Click Here for Purchase Information

This painting took me four day. The past week, my time was fragmented for everything. In this painting, I was attracted by the light transmitted through the brown bottle and then casting on the vase. I don't know I depicted the effect or not. Working on a painting in multiple sessions is problematic to me. Colors (especially darks) dried between my painting sessions and showing inconsistency. Does anybody know how to fix this problem?

10 comments:

Mary Sheehan Winn said...

Qiang, you seem to be suffering from 'burnout' with your post about changing your style and being suddenly uninspired. That happens and it will pass.
This mood keeps you from seeing how good your paintings are at this time.
This is a beautiful painting.
Carry on. You Rock.

MadDogMcQ said...

Boy oh boy! The quality of your work knows no bounds Qiang! Problem? I see no problem - just a beautiful painting. You're VERY talented.

Lorrie Drennan said...

I put my paints in the freezer and it keeps them wet from one session to another. I turn my mixing pallette upside down and put it on top of my shallow pallette box with my paints in it and they all stay perfect in the freezer...even the thin smeared places on my mixing pallette. I saw on someone's blog where they had put their whole painting in the freezer to keep it wet till they could get back to it. For the little 6x8 daily paintings I think this would work great. Just put it in a sheet cake pan and either put it in one of those giant zip loc bags or cover it with foil.

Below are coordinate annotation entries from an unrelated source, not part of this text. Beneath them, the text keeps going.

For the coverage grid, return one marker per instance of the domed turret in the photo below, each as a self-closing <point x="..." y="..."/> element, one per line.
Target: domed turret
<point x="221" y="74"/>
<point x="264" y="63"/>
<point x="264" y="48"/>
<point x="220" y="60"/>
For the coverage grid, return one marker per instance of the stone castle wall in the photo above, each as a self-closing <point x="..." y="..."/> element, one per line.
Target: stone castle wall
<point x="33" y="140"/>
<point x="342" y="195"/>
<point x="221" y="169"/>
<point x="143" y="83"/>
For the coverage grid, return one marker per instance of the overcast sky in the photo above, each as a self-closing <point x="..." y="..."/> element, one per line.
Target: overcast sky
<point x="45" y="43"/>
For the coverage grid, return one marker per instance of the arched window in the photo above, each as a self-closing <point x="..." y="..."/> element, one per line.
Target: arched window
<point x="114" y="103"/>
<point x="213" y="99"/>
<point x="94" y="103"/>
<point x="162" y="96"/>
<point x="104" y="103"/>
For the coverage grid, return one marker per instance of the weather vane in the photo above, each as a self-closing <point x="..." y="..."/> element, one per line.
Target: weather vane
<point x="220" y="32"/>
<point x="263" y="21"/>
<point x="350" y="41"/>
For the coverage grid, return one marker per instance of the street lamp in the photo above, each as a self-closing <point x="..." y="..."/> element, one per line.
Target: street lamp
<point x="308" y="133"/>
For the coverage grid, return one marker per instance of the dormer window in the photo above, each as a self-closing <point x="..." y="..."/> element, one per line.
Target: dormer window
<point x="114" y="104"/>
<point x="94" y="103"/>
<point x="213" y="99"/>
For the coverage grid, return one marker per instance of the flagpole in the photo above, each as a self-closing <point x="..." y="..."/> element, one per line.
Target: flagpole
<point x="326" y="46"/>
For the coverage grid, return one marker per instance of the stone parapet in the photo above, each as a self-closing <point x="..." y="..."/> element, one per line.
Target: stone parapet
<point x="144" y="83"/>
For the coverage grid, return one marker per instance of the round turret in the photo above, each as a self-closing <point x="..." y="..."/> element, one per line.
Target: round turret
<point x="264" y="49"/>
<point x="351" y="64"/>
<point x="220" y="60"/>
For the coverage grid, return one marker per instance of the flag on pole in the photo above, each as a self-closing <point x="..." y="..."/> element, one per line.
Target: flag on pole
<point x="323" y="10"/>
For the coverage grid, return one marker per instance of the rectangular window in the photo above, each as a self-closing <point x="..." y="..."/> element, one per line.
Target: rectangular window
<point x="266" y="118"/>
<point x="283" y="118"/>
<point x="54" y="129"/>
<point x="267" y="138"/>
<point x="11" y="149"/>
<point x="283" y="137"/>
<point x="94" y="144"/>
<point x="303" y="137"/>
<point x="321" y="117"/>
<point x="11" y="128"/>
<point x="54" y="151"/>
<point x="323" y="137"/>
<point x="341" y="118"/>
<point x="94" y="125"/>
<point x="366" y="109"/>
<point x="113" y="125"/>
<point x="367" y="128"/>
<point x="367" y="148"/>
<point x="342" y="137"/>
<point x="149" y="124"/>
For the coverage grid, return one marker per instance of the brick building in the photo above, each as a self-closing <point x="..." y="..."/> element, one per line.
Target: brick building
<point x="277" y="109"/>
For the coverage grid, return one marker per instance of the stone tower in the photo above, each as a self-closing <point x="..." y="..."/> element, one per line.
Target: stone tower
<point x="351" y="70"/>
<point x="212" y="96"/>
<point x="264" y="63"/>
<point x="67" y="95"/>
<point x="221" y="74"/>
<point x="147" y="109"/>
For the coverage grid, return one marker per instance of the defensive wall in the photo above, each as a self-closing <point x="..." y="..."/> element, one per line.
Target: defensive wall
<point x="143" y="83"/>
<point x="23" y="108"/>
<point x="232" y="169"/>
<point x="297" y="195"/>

Hope this helps you out. Your work is great! Hope your arm is better, too.

Skeet Sirmons said...

Daniel Greene sprays his paintings with retouch varnish. The retouch varnish actually brings the original color back to the darks. You can paint on it immediately after spraying.

Sherry Jo Horton said...

Your work is wonderful, your commitment to your work is wonderful - keep on keeping and don't be so hard on yourself.

WCaro said...

If the color is dry on the canvas, brushing lightly with a glaze of a transparent pigment works for me. Then I paint into the wet. If dry on the palette, the freezer idea above works great.
The canvas inside the freezer!? An idea to consider!
Dry or wet,that reflection on the ginger jar is beautiful!!

Dianne Mize said...

Appears you've already been given a couple of suggestions. Actually, retouch varnish works well. I usually use Liquin slightly thinned with turps or any glazing medium will do the job.

This is a beautiful painting, Qiang. It doesn't appear to have been done in several sessions, so whatever you did worked as well.

PAT MEYER -- said...

Your angles and movement of the light make this another masterpiece.

C. Robin Janning said...

Hello Qiang. I have just discovered your blog and I love your paintings. Your vision seems to capture the nuances of each image, which keeps everything fresh and alive.

Robin

Rusty Jones said...

I've used Liquin for years with good results. Let the painting dry then brush on a thinned (with turp) glaze of Liquin over the entire painting. This brings back all of the darks and allows you to work back into the painting with freh paint.